La présence de ces voyous multimillionnaires a pour but d’intimider les représentants de la SAG-AFTRA et d’accélérer le processus de reprise du travail dans les conditions fixées par les conglomérats. Rien de bon pour les acteurs ne sortira de ces négociations à huis clos. Les acteurs doivent immédiatement exiger de connaître le contenu de ces négociations.

Malgré tout le battage médiatique et syndical, l’accord de principe de la WGA, conclu dans des conditions similaires, n’arrêtera en rien l’attaque contre les emplois et les revenus des scénaristes. Les augmentations salariales sont inférieures au taux d’inflation et l’accord ne prévoit aucune protection contre l’intelligence artificielle (IA), s’en remettant à la « bonne volonté » des entreprises. Le système de « bonus » résiduel est une insulte aux scénaristes, une diversion qui ne sert qu’à créer des illusions. Les scénaristes se retrouveront dans une situation encore pire en 2026. Les acteurs doivent rejeter la notion de ce contrat pourri comme « modèle » pour tout accord.

Les sociétés, sous l’impulsion de Wall Street, sont déterminées à réduire les coûts et à transformer de nombreux scénaristes et acteurs en travailleurs « gigognes ». En dissimulant les réalités économiques, à savoir que la consolidation et les pertes d’emplois sont imminentes, les dirigeants de la WGA ont laissé les scénaristes vulnérables aux prédations des entreprises géantes. Des conditions et des vies décentes pour les artistes du cinéma et la structure capitaliste de l’industrie du divertissement sont incompatibles. Cela doit être le point de départ de toute lutte contre Disney, Netflix, Amazon, Warner Bros. Discovery et les autres. Ces sociétés ne sont pas des « partenaires », mais les ennemis acharnés des scénaristes, des acteurs et des membres de l’équipe de tournage.

La direction de SAG-AFTRA, malgré un vote de grève de 97,9 % de la base, a fait tout ce qu’elle pouvait pour éviter une grève. Fin juin, à l’approche de la date limite de la grève, la présidente du syndicat, Fran Drescher, et le directeur exécutif national et négociateur en chef, Duncan Crabtree-Ireland, ont envoyé une vidéo aux membres de la SAG-AFTRA pour se vanter du bon déroulement des négociations « extrêmement productives » avec la direction. Mme Drescher a ajouté : « Nous sommes forts et nous allons parvenir à un accord décisif ».

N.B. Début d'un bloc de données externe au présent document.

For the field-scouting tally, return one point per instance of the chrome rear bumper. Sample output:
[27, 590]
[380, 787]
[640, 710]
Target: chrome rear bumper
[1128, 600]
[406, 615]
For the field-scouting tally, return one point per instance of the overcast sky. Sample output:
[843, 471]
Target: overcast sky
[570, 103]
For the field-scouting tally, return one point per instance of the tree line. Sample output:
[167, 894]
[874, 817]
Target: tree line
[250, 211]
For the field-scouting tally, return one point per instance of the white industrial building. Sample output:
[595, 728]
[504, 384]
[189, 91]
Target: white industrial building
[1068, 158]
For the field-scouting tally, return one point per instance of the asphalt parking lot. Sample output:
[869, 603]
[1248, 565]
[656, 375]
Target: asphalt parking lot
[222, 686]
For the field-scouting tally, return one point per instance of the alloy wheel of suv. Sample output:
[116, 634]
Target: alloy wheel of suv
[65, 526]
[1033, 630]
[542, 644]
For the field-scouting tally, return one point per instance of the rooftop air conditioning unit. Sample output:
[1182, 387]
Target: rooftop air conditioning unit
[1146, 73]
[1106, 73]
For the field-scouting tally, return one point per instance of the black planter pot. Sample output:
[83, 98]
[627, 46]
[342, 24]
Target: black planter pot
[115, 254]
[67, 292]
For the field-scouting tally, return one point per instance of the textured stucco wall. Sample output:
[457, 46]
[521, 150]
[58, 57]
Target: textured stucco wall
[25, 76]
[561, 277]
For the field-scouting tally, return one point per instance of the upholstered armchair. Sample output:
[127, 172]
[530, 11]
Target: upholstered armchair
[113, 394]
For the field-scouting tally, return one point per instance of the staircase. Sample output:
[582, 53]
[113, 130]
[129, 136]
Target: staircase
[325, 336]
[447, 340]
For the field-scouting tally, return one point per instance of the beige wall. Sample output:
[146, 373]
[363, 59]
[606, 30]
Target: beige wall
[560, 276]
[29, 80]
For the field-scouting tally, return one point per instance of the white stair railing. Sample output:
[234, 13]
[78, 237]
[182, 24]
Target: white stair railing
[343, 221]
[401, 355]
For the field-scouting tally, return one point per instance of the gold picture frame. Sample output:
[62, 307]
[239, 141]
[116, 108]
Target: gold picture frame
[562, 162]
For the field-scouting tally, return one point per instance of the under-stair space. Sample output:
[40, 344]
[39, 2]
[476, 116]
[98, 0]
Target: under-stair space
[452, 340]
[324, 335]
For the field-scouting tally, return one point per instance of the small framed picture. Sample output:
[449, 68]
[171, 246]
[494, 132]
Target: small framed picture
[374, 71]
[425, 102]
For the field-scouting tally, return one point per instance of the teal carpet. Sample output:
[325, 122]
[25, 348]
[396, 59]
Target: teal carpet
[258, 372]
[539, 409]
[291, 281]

Cette vidéo a suscité une lettre ouverte, signée par plus de 1 000 acteurs, qui mettait en garde la direction du syndicat contre la tentation de trahir les acteurs.

La lettre mettait les dirigeants syndicaux en garde. Elle fait référence à l’intelligence artificielle « comme une menace pour nos moyens de subsistance qui doit être abordée dès maintenant » et ajoute de manière précise : « Nous avons eu l’impression que vous compreniez à quel point notre salaire et nos revenus résiduels ont été sapés, combien de temps nous sommes retenus entre les saisons ».

La lettre de protestation explique que l’industrie du divertissement a atteint « un point d’inflexion sans précédent » et que « ce qui pourrait être considéré comme un bon accord dans une autre année n’est tout simplement pas suffisant ». « Avec l’inflation et la croissance continue du streaming, nous avons besoin d’un réalignement sismique », rien de moins qu’un « accord transformateur ». Il s’adresse explicitement aux problèmes des « acteurs de la classe ouvrière ». De manière provocante, les dirigeants de la SAG-AFTRA ont encore retardé l’appel à la grève pendant deux semaines.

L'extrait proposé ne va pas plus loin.